Майор затрясся от смеха.
— Вы шутник, честное слово, шутник! Но, согласитесь, с приятными людьми не только приятно побеседовать, но о них приятно и другим рассказать! Итак, фамилия этого лица?
— Зачем вам?
— Я вас прошу назвать!
— Я не хочу здесь марать эту фамилию!
— Что вы сказали? Что вы сказали, господин поручик? — Майор налился кровью. — Итак, в последний раз: его фамилия?
Тогда и Радузев налился кровью.
— Я не скажу!
— Что?
Майор встал. Встал и Радузев.
— Повторяю: этот человек меня не допрашивал. Он спас мне жизнь. И оградил всех нас от возможных эксцессов. И фамилию его я вам никогда не назову!
Майор прервал вопросы. Он прошелся по кабинету, постучал сухим пальцем по стеклу и вдруг остановился перед Радузевым.
— Садитесь. Не скажете ли вы, по крайней мере, где теперь находится ваш благодетель?
— Я этого не знаю.
— Не скажете ли вы в таком случае, где находятся его родители?
— Это известно каждому в Грушках.
— А вам?
— И мне.
— Итак?
— Не спрашивайте меня! Я все равно ничего вам не скажу. И позвольте на этом откланяться.
— Это преждевременно. Известно ли вам, что отец его — кузнец.
— Я уже сказал вам, что на эту тему беседовать не намерен.
— Скажите мне тогда: не думаете ли вы, что местопребывание вашего благодетеля хорошо известно его родителям?
— Думаю, что местопребывание его не известно родителям.
— А если бы мы вас попросили узнать или выяснить этот вопрос?
— Я этого не сделал бы никогда.
— Постараемся обойтись без вас. Не скажете ли тогда, кто из местных жителей оказывал вооруженное сопротивление нашим войскам при вступлении в город?
— Откуда мне знать?
— Как может не знать этого офицер русской армии?
— Я не считаю себя офицером. И менее всего интересуюсь вашей войной!
— Вот как! Кем же вы себя считаете?
— Я прежде всего — русский человек. По образованию — инженер.
— Где вы учились?
— В Петербургском технологическом институте.
— Значит, вы инженер?
— Я вам сказал.
— Странно, почему вы носите погоны пехотного поручика? Вы что, решили скрыть от нас свое подлинное воинское звание? И род войска, в котором служили?
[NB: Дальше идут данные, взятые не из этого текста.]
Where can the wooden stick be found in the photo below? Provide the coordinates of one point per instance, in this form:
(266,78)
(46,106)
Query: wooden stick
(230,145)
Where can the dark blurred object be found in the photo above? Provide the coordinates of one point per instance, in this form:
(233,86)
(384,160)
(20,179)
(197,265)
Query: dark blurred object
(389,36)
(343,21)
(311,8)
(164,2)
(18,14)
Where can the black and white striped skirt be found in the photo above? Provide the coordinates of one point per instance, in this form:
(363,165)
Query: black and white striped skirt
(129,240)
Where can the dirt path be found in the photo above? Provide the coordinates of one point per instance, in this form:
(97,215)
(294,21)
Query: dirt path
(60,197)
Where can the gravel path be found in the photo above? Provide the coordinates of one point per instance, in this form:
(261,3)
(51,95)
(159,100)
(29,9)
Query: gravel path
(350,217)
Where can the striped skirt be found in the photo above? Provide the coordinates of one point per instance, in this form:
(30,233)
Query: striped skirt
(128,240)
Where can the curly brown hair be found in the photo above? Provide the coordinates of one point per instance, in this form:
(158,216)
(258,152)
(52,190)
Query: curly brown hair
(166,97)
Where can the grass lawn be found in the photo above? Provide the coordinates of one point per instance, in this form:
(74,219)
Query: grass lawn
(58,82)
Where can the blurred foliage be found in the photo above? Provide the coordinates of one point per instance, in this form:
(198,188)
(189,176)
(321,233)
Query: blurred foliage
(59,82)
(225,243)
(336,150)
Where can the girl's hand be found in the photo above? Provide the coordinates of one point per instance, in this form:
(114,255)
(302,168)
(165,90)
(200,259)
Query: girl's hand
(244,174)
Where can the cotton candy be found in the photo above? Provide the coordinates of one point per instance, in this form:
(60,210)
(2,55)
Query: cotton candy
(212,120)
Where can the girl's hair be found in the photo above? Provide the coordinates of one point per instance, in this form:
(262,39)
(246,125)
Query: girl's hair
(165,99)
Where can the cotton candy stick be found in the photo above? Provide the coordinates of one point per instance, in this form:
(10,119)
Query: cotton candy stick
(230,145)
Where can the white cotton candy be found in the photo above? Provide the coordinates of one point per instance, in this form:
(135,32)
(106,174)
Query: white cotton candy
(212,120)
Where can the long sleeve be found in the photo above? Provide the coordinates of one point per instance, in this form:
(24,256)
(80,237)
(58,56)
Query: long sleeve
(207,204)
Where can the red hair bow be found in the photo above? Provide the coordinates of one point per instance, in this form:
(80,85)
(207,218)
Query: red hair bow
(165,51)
С какой целью вы это сделали?
— Я ничего не скрываю...
— Согласитесь, это... это... все-таки подозрительно... Что вы скажете?
— Я уже сказал все. И на этом позвольте проститься! — Радузев встал и кивнул головой.
— Сядьте. Беседа далеко не окончена. Она только завязалась...
Радузев сел.
— Быть инженером, служить в специальных войсках и выдавать себя за пехотинца?
Майор сделал отметку красным карандашом на другом листке.
— Сколько лет вы сражались против нашей армии?
— Со дня переброски на фронт.
— То-есть?
— С марта пятнадцатого года.
— Когда вас взяли в плен?
Радузев опешил.
— Откуда вы взяли, что я был в плену?
Майор удивился.
— Не хотите ли вы сказать, что не были в плену?
— Я не был в плену.
Майор привстал с кресла.
— Повторите, что вы сказали?
— Повторяю: я не был в плену. Если вам об этом что-либо известно, так это недоразумение... Я возвращался с фронта в одежде военнопленного, чтобы в дороге избегнуть всяких эксцессов... В те горячие месяцы с офицерами расправлялись круто. Мне удалось достать документы умершего от сыпняка одного военнопленного. Звали покойного Сивошапкой... Дома я сохранил эту версию...
Впервые, за все время допроса, смутился майор.
— Постойте, одну минуточку.
Майор подошел к небольшому железному сундуку и отпер замок. Офицер долго рылся в сундуке и наконец вынул папку. Стоя спиной к Радузеву, майор пересматривал наколотые на застежку листки бумаги. Потом, весь багровый, он подошел к Радузеву.